L’Ensemble Marguerite Louise exprime l’esprit de la musique baroque française et plus précisément de Charpentier par un jeu dynamique, une souplesse dans l'interprétation et une intimité capable d’affirmer les émotions de la partition. Le chœur est composé d’une douzaine de solistes qui interagissent activement au fil des événements par des timbres ronds, corsés, très accordés et justes.
Les solistes montrent leurs qualités de technique vocale mais également leurs compétences de dramatisation. Maïlys de Villoutreys est une soprano éclatante qui donne corps aux personnages de la Musique et de Roselie. La voix est très expressive même si l'ambitus parcouru n'est pas si ample. Sa collègue Virginie Thomas montre en Poésie et Flore un bon contrôle du souffle pendant ses phrases musicales. Sa voix suave et sonore joue des ornementations ainsi que du legato. La mezzo Anaïs Bertrand aux registres éclectiques joue l’Architecture et Hyacinthe avec présence scénique, d’un timbre net et clair.

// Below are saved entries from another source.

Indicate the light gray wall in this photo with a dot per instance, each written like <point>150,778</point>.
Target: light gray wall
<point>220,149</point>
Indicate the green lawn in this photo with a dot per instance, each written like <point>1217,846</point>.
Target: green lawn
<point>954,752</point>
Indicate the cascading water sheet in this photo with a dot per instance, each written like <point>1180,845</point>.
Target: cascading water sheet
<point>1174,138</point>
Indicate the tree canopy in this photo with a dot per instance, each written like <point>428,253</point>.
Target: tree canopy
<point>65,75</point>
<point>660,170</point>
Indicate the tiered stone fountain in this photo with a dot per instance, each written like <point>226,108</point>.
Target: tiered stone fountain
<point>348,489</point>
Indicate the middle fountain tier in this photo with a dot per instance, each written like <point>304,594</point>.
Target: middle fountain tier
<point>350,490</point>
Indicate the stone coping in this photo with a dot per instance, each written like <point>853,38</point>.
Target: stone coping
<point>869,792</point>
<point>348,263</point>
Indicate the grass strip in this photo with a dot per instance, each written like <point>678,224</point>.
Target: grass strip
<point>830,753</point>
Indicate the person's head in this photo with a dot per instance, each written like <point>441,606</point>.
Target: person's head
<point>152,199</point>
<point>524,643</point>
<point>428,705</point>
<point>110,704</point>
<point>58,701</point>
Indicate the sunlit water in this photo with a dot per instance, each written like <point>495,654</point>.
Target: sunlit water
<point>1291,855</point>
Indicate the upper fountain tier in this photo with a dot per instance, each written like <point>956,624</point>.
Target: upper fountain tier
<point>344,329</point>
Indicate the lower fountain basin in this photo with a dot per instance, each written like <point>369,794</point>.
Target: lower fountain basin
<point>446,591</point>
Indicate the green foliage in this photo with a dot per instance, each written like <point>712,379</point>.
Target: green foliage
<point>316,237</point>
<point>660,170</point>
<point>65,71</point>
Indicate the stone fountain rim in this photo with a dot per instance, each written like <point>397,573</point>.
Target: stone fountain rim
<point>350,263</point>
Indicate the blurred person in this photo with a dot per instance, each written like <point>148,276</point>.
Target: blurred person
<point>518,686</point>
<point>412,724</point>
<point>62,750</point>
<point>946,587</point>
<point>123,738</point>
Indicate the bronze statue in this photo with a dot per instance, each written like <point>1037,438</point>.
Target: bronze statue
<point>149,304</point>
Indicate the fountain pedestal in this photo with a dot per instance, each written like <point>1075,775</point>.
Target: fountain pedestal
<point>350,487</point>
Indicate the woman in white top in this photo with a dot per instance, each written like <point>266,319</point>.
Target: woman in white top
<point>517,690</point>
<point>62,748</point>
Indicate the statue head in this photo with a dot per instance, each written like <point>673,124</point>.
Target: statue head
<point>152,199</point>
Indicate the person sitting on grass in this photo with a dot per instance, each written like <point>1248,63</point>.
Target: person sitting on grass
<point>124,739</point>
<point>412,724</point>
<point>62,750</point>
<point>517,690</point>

Cécile Achille met son soprano ductile au service de la Paix et d'Amaranthe. Limpide et bien appuyé, son tempérament élégant est aristocratique, notamment au regard de la sombre et obscure Discorde, interprétée par la basse David Witczak (vibrant, fort et très lié). La Peinture et le personnage de Forestan sont chantés par le ténor Jonathan Spicher, caractérisé par ses résonances haute-contre (le ténor aigu typiquement à la française) mais aussi la souplesse vocale. Enfin, Cyril Costanzo est un guerrier et Pan. Précis, le grave est en outre très sonore et vibrant ce qui lui permet de soutenir l'harmonie, comme il fait le lien entre les différents personnages grâce à sa présence scénique.

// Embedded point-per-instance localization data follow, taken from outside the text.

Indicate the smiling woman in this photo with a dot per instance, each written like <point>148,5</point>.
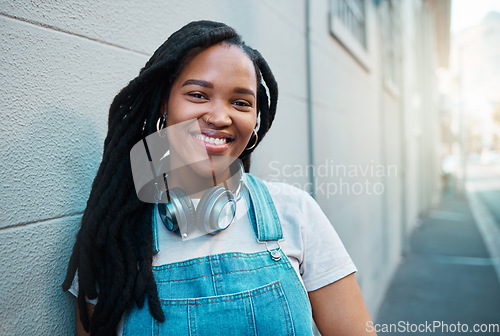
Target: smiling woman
<point>266,254</point>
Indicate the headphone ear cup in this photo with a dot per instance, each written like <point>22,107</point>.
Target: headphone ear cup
<point>216,210</point>
<point>181,211</point>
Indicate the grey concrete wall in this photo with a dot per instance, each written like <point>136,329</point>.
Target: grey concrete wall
<point>61,64</point>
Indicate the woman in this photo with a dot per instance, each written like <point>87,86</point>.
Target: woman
<point>245,279</point>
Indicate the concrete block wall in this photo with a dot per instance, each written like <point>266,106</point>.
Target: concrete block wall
<point>61,65</point>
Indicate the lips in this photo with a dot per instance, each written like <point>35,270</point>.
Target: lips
<point>213,141</point>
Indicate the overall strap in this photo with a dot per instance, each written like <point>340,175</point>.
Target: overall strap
<point>263,214</point>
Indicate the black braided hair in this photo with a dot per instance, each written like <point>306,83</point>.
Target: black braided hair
<point>113,250</point>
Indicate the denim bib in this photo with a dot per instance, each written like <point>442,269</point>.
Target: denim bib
<point>231,293</point>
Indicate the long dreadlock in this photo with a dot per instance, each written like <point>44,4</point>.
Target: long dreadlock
<point>113,249</point>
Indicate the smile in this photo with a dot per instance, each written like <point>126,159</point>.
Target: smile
<point>213,143</point>
<point>211,140</point>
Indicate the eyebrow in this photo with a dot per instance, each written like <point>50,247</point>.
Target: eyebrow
<point>198,82</point>
<point>211,86</point>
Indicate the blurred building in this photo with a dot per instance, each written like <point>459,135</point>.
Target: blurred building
<point>357,125</point>
<point>473,85</point>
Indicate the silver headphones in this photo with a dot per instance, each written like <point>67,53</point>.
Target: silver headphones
<point>214,213</point>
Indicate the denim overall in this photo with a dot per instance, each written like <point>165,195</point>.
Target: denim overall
<point>231,293</point>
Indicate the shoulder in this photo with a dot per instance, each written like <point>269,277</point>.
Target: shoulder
<point>287,193</point>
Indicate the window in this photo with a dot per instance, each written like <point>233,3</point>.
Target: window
<point>348,26</point>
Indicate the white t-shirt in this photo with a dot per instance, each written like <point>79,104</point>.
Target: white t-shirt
<point>310,241</point>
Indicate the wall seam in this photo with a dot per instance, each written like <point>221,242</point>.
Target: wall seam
<point>18,225</point>
<point>64,31</point>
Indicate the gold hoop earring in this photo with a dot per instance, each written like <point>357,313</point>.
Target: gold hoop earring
<point>162,121</point>
<point>256,140</point>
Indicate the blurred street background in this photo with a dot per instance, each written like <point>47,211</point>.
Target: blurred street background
<point>389,116</point>
<point>447,281</point>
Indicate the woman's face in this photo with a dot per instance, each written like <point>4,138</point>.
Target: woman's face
<point>215,98</point>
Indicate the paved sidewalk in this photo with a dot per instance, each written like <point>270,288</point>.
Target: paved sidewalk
<point>448,277</point>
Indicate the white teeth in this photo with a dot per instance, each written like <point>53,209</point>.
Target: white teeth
<point>215,141</point>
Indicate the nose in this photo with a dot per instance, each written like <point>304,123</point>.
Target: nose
<point>219,114</point>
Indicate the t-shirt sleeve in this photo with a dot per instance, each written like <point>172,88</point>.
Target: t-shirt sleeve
<point>325,258</point>
<point>312,240</point>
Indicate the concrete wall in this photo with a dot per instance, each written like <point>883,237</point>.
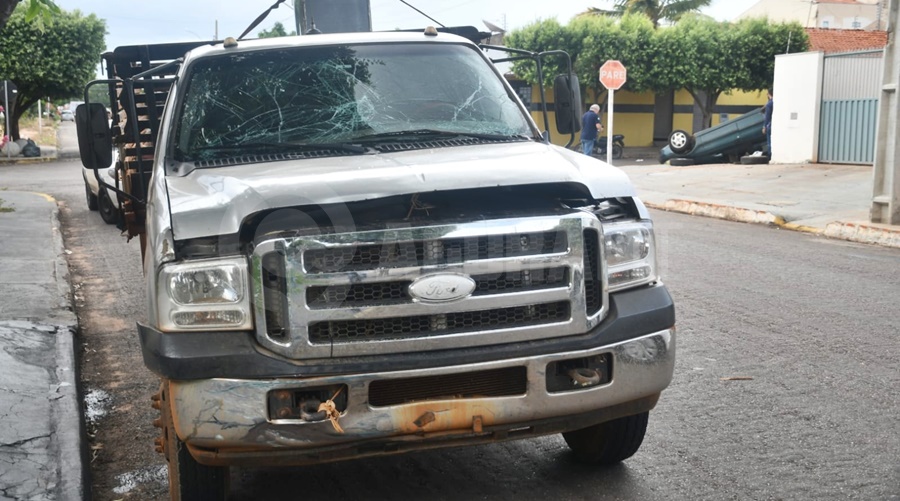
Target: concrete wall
<point>795,116</point>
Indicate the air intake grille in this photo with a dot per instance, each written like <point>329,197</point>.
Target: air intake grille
<point>508,381</point>
<point>593,286</point>
<point>429,252</point>
<point>450,323</point>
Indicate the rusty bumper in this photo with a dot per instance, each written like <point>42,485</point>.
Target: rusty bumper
<point>230,421</point>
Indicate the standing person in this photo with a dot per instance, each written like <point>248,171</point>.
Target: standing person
<point>767,127</point>
<point>590,126</point>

Gaétan Jarry dirige cette machinerie théâtrale et musicale avec toute son énergie et son charisme, sans négliger les moments d’intense émotion. Son corps dansant, sa direction ferme et vive se rehaussent souvent d'un grand sourire, communicatif pour le public et à l'image de ces arts refleurissant dans la demeure du roi de France.